According to an email from a Florida Department of Corrections spokesperson, 14 inmates… about one percent of the prison population at Taylor Correctional Institution… refused to work in food service on Monday.

The flyer encouraged prisoners statewide to refuse prison work assignments in an effort to send legislators a message.

The flyer said, “Year after year, they continue to fail to do anything comprehensive to fix and undo the atrocities and destruction caused by their criminal and inhumane legislation.”

Florida State Sen. Jeff Brandes agrees lawmakers haven’t done enough.

Florida Sen. Jeff Brandes (R-St. Petersburg) says legislators are to blame for many of the problems in the state's prisons.

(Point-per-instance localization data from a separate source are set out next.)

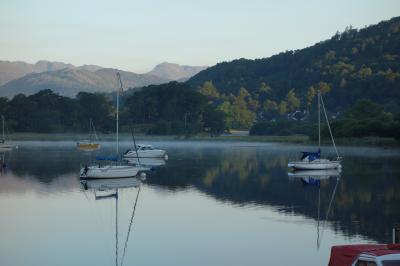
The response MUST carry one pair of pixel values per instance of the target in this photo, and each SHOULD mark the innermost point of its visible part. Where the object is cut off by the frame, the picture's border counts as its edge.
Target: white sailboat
(313, 160)
(111, 170)
(3, 144)
(145, 151)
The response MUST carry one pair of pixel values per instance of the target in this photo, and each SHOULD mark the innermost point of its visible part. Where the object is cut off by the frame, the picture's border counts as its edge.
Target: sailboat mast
(319, 119)
(116, 227)
(120, 88)
(2, 121)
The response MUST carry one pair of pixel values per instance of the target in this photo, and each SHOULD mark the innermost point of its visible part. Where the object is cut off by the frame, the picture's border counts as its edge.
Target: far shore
(298, 139)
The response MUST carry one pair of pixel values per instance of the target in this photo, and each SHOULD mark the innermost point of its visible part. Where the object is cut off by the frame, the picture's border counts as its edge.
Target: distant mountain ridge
(70, 81)
(14, 70)
(176, 72)
(67, 79)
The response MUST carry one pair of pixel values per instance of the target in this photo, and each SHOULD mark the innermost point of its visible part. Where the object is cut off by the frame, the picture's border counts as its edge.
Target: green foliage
(352, 65)
(208, 89)
(174, 108)
(281, 128)
(365, 119)
(47, 111)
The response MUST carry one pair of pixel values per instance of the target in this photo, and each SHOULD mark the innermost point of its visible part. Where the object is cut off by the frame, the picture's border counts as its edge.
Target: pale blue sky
(138, 34)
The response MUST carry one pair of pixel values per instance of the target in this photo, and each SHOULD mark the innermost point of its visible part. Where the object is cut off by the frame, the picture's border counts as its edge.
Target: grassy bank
(299, 139)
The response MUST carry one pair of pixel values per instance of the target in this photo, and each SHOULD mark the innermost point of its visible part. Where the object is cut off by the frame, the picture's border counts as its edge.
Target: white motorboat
(111, 170)
(151, 162)
(316, 164)
(145, 151)
(313, 160)
(113, 183)
(319, 174)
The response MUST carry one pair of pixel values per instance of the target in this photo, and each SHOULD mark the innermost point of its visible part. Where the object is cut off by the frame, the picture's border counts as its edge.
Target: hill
(70, 81)
(354, 64)
(175, 72)
(14, 70)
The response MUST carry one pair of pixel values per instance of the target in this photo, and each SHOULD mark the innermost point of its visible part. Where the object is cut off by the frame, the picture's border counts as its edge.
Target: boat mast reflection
(314, 178)
(111, 188)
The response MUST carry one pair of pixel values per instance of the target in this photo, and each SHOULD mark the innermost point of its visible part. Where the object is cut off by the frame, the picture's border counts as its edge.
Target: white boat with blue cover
(112, 168)
(313, 160)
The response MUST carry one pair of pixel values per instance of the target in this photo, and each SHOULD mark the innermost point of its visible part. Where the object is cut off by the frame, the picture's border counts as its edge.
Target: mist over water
(212, 203)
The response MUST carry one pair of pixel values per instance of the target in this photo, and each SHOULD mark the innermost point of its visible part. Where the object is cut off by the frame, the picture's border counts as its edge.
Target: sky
(136, 35)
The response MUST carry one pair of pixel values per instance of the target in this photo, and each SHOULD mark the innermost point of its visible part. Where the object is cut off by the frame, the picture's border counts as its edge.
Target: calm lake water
(212, 203)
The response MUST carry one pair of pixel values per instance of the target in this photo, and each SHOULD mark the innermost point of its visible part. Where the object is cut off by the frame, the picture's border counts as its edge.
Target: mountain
(13, 70)
(70, 81)
(354, 64)
(176, 72)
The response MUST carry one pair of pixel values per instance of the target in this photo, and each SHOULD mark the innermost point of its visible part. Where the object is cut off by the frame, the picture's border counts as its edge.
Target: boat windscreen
(311, 155)
(107, 158)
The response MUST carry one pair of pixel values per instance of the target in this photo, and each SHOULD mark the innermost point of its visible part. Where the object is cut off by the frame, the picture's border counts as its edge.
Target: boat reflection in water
(104, 189)
(314, 178)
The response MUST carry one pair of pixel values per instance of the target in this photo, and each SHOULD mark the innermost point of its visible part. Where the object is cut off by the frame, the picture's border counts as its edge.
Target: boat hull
(88, 145)
(145, 154)
(315, 165)
(318, 174)
(109, 171)
(111, 183)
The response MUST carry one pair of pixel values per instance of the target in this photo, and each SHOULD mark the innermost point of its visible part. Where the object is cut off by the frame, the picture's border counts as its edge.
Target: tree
(310, 96)
(324, 87)
(208, 89)
(292, 100)
(282, 107)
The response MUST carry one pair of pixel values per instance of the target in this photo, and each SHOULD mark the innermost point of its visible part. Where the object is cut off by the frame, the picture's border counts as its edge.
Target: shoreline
(296, 139)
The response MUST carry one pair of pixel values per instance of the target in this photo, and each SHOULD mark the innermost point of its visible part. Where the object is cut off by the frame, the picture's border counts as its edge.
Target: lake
(212, 203)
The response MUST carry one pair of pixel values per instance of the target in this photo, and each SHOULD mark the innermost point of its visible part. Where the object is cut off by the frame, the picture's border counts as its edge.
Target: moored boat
(111, 170)
(145, 151)
(313, 160)
(365, 255)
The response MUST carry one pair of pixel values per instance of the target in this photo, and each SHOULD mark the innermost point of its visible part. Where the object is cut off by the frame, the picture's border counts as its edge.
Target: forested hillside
(354, 64)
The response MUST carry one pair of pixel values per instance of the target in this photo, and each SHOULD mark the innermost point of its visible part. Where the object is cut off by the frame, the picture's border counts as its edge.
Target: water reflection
(313, 178)
(108, 189)
(365, 201)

“We have a better plan for electric vehicle charging infrastructure in the state of Florida than we do for our multi-billion-dollar department of corrections,” Brandes said. “It’s the legislature’s fault. At the end of the day, we have to put forth a strategic plan of how we’re gonna address facilities, staffing, inmate education, dealing with inmate idleness. We have to deal with all of these issues.”

The Florida Department of Corrections spokesperson said the sit-down at Taylor did not cause any disruptions to operations.

“This type of incident can be addressed by the institution on an individual basis. All inmates assigned to a particular job assignment are required to follow the rules and fulfill their work duties,” the emailed statement said.

Families of inmates told the I-Team other facilities went on lock-down or restricted inmate movements Monday as a result of the planned protests.